Together, they listened to the seconds ticking by, wordlessly. Claude couldn’t think of a single thing to say that would correspond with the treasure Pavel had just entrusted him with. Not in any satisfactory manner, anyway. Strangely enough, a part of him felt like crying. Frowning, he remained very, very still.

“Claude?”

“Someday,” Claude heard himself speak, his voice sounding distant, slightly rough around the edges, “we’ll be able to dance with each other, Pavel. We’re going to dance on that cursed stage and people will see that it’s art.”

It was Pavel’s turn to chuckle, then; a light sound, the chirp of a sparrow. “Have you any idea what kind of infantry you’ll need to sacrifice in order to win that battle?”

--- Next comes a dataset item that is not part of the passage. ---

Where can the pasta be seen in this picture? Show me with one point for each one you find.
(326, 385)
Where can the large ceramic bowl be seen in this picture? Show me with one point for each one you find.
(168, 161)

“No,” he admitted. Arranged himself so he was buried well and good into the slope of taut stomach and heated pelvis. Somewhere far within the cavity of his chest, Claude felt the soothing regularity of Pavel’s heartbeat. “But I always figured the infantry was drafted with an underlying understanding of their dispensability.”

“Isn’t that rather cold?”

“If life wasn’t a freezing void, my love,” Claude answered, finally rolling onto his other side, coming face to face with the other man who greeted him with a friendly nose-bump and a soft kiss to his brow, “we wouldn’t have much of a reason to keep each other warm, would we?”

Pavel laughed. Pulled him head-first into the layers of shade residing in the distance between their bodies. Claude didn’t object, but neither did he ever utter those important words that he should have spoken when he had the chance. That he wanted to say all along and say with pride, too.

I won’t tell you goodbye, Pavel. You won’t ever hear me telling you goodbye.

If only Claude had known how very true that vow would have been, he would have spoken. He would have said it all; he would have promised never to leave and when, inevitably, he’d make a liar of himself, he would have said goodbye, because in the end – their farewell would be all they had and see… See how they weren’t even allowed that much.

No, they weren’t allowed to be partners, but neither were they allowed to part with any dignity intact.